Und für die Veganismusdiskussion: Eine Annäherung an den Veganismus ist allein von der Biomasse her sinnvoll, aber diese Polarisierung, "Milch ist Mord" und Beleidigungsklagenandrohungen, sind echt unnötig. Wer mehr Fleisch isst, hat den größeren ökologischen Fingerabdruck. Alles weitere sind Gewohnheiten und persönliche Entscheidungen.

Lesen Sie bitte richtig:

"...aber diese Polarisierung, "Milch ist Mord" und Beleidigungsklagenandrohungen, sind echt unnötig."

Ich habe niemanden eine Klage angedroht, es soltle nur mal endlich den Leuten klar werden, was für einen Blödsinn sie von sich geben.

Wenn ich jetzt hier schreiben würde dass alle Vegetarier und Veganer alles idiotische Weltverbesserer wären, die keine Ahnung von der Realität haben (nur ein Gedankenspiel), dann würde sich hier sofort aufgeregt werden, und mein Beitrag würde (völlig zu recht) zensiert. Aber ich muss mich als Mörder bezeichnen lassen?

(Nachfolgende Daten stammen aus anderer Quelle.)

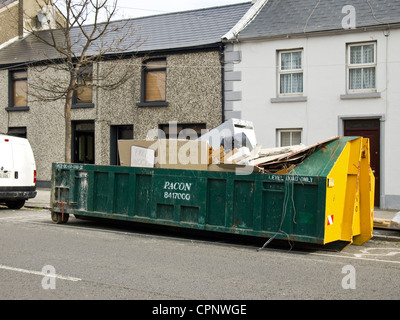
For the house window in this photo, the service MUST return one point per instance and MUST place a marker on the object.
(361, 67)
(289, 137)
(154, 75)
(83, 93)
(290, 72)
(19, 88)
(188, 131)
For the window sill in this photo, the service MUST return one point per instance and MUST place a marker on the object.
(289, 99)
(17, 108)
(153, 104)
(364, 95)
(82, 106)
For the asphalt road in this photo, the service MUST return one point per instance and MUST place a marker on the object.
(95, 260)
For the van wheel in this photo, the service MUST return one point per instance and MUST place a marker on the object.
(15, 204)
(58, 218)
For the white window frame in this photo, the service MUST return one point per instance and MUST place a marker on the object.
(360, 66)
(290, 71)
(291, 131)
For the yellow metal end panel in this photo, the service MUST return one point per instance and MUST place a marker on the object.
(367, 189)
(335, 197)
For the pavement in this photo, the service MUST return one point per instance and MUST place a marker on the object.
(42, 200)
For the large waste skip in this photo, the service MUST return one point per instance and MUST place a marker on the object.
(327, 199)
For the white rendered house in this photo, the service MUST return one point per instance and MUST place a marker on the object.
(304, 71)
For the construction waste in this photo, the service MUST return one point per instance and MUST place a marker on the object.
(227, 147)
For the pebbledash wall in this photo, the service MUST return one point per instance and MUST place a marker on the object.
(193, 92)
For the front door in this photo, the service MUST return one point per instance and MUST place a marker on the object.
(83, 146)
(369, 128)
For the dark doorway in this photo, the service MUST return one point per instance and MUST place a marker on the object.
(119, 132)
(368, 128)
(83, 142)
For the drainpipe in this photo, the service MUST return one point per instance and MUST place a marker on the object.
(21, 19)
(222, 60)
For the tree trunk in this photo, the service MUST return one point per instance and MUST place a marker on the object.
(68, 129)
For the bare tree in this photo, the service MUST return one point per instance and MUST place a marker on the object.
(74, 47)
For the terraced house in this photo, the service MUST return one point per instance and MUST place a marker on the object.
(309, 70)
(177, 68)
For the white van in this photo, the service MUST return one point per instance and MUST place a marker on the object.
(17, 171)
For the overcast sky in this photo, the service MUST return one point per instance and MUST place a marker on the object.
(136, 8)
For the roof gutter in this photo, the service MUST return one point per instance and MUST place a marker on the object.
(250, 15)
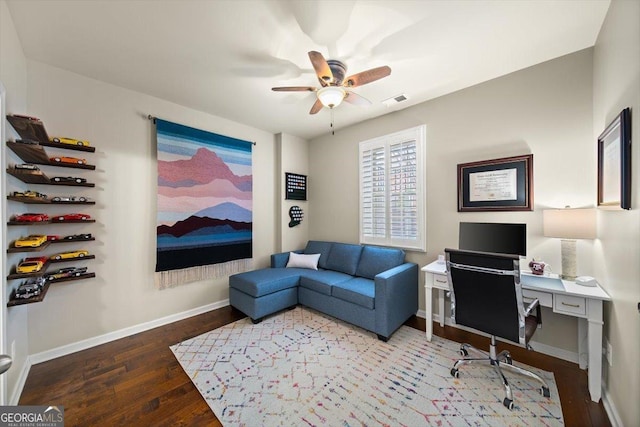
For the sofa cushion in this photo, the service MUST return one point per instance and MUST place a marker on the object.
(265, 281)
(358, 290)
(322, 280)
(318, 247)
(375, 260)
(344, 257)
(303, 261)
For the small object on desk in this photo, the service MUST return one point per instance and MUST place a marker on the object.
(537, 267)
(586, 281)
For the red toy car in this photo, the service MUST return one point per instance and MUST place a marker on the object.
(72, 217)
(31, 217)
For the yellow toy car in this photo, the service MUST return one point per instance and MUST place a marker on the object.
(66, 159)
(71, 254)
(32, 241)
(29, 267)
(70, 141)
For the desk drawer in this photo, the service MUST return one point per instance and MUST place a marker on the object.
(545, 299)
(440, 281)
(570, 305)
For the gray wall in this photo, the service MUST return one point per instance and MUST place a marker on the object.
(544, 110)
(616, 86)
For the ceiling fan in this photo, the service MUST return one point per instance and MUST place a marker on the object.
(335, 88)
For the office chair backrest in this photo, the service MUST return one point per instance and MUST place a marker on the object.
(488, 297)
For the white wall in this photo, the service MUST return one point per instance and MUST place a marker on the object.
(617, 86)
(123, 293)
(544, 110)
(13, 76)
(293, 157)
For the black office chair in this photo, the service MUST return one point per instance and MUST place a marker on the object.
(486, 295)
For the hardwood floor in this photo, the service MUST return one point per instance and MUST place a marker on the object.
(136, 381)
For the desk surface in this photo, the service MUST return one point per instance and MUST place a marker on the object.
(542, 283)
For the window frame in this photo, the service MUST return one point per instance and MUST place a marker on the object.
(417, 134)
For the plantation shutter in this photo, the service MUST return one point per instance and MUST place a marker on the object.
(373, 193)
(403, 208)
(391, 190)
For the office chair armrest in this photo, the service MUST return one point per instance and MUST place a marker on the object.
(535, 303)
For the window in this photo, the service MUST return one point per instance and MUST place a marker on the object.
(392, 202)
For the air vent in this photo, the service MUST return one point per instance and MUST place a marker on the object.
(395, 100)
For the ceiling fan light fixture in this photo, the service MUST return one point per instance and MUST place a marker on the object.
(331, 96)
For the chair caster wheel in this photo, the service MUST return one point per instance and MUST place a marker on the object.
(508, 403)
(545, 391)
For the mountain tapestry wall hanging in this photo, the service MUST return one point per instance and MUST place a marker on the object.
(204, 220)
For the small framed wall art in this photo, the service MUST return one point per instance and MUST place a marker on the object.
(504, 184)
(614, 163)
(295, 186)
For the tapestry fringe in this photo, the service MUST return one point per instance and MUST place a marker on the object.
(173, 278)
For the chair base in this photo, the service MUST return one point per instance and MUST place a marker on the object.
(498, 362)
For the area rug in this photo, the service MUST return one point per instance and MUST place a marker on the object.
(301, 367)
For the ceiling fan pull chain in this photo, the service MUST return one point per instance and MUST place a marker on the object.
(333, 132)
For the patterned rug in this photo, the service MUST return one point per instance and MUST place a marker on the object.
(301, 367)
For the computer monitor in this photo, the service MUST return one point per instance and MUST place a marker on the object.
(504, 238)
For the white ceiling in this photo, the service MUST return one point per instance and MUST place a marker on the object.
(222, 57)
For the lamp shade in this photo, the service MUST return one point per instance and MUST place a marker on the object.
(569, 223)
(331, 96)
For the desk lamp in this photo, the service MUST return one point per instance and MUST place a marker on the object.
(569, 224)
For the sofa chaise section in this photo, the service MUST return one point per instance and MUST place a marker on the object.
(368, 286)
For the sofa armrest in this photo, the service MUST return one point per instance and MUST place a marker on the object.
(396, 297)
(280, 260)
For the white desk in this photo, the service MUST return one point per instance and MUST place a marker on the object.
(582, 302)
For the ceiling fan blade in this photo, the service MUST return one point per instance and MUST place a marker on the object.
(317, 106)
(355, 99)
(294, 89)
(367, 76)
(325, 76)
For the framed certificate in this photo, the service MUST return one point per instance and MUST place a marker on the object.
(496, 185)
(614, 163)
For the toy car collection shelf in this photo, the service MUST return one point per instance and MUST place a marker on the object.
(15, 275)
(36, 298)
(40, 298)
(45, 245)
(35, 154)
(30, 149)
(41, 201)
(40, 178)
(68, 146)
(52, 221)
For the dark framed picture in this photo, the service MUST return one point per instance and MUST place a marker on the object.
(295, 186)
(614, 163)
(496, 185)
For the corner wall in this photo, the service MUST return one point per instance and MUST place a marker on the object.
(545, 110)
(13, 75)
(123, 293)
(616, 85)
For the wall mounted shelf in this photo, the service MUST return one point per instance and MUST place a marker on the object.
(35, 154)
(30, 150)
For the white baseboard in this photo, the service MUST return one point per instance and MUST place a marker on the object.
(610, 409)
(22, 379)
(102, 339)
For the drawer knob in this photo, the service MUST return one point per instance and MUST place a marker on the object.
(571, 305)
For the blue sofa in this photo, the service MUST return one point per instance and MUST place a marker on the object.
(368, 286)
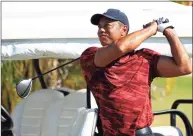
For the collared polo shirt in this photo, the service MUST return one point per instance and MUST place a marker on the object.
(122, 89)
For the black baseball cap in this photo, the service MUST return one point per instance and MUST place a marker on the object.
(113, 14)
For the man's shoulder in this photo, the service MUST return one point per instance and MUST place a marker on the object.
(90, 50)
(147, 51)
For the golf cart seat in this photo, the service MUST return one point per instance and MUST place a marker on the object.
(29, 113)
(166, 131)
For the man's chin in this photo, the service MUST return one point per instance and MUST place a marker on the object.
(105, 43)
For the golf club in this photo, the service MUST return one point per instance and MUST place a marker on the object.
(23, 88)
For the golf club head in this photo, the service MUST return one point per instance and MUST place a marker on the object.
(23, 88)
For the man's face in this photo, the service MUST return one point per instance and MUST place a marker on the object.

Wenn ich eine Bank ausraube...

....oder eine Bank ausrauben lasse, bin ich meiner Meinung nach ein Bankräuber.

Sehen Sie, ich glaube der Dissens besteht darin, dass die Tiere nunmal als Gegenstände angesehen werden, die man ruhig töten darf. Ds hohe Wort des Mordens ist nun mal dem Menschen vorbehalten. Daher echauffieren sich die Menschen, wenn man Mord im Zusammenhang mit Tieren nennt. Ich aber weise ja gerade darauf hin, dass es keinen Grund gibt, Tiere wie Objekte zu behandeln und viele es nicht zu tun, weshalb das Wort "Mord" zumindest erwägenswert ist.

Milch und Fleisch

Was die Energieeffizienz betrifft, ist Milch, scheint's, tatsächlich nicht viel besser als Fleisch. Laut einer Studie des Bard College ist die Fleischproduktion in dieser Hinsicht zwar extrem ineffizient: Für 100 in den Prozess investierte Kalorien bekommt man nur 6 Rindfleischkalorien heraus. Bei Milch sind es 21 Kalorien. Rohe Sojabohnen schneiden hier am besten ab (415 Kalorien im Ergebnis) - nur sind die leider unverdaulich.